FINDING 17: The shortage of health care professionals is but one factor in determining the health status of urban underserved communities. Other factors include a poor standard of living, poor educational opportunities, overt and covert racism, and a widespread lack of health insurance. Improvement in overall health status requires coordination among health professionals, public health, and social and environmental entities.

A paucity of health professionals is but one of many barriers to access to care confronting many inner-city communities. Poverty, racism, lack of educational opportunity, and substandard living conditions exact a direct toll on health, independent of the effect of these social forces on access to medical care. Residential segregation based on race or ethnicity remains a fact of urban life. Thus the need for professional health care workers in these communities is only a piece of a very complex puzzle. A coordinated approach is essential to be even modestly optimistic about the development of lasting solutions to the problems of urban health.

Recommendation 19: Federal, state, and local initiatives should coordinate programs and mutually support efforts to solve the vexing problem of poor health status among urban poor.

FINDING 18: There is a paucity of well documented, statistically valid research on the many variables that affect the availability and utilization of health care in urban, under-served communities.

Although several high-quality research studies address one or more of the problems of medical care and health status among urban poor, the field is so complex and the questions so demanding that current research efforts barely begin to shed light on the issues.
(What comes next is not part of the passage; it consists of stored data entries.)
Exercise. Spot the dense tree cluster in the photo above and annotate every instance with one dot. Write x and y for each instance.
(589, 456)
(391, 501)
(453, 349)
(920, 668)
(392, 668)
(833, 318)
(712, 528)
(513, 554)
There is no research available, past or present, to help answer critical questions about the impact of managed care, Medicaid managed care, care for the uninsured poor, and the effect of these changes on so-called “safety net” facilities.
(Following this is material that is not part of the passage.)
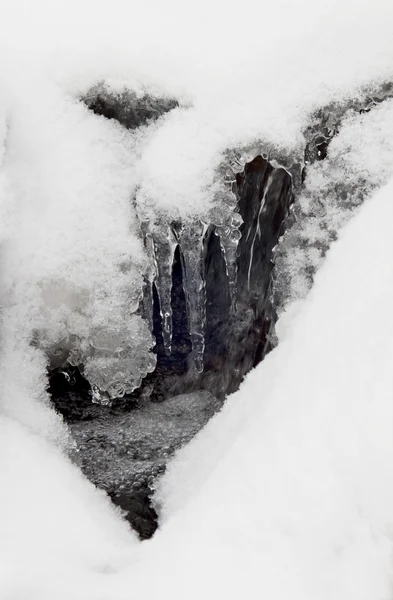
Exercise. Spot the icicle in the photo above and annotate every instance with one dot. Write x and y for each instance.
(191, 245)
(258, 228)
(164, 250)
(229, 241)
One of the major obstacles to the study of the health care workforce is the lack of data on the location and practice patterns of the current workforce. Such data are the cornerstones of studies of the workforce and decisions regarding strategies that might affect community shortages.

Recommendation 20: The federal government, perhaps in collaboration with states and foundations, should provide adequate resources to support research regarding the makeup of the health care workforce.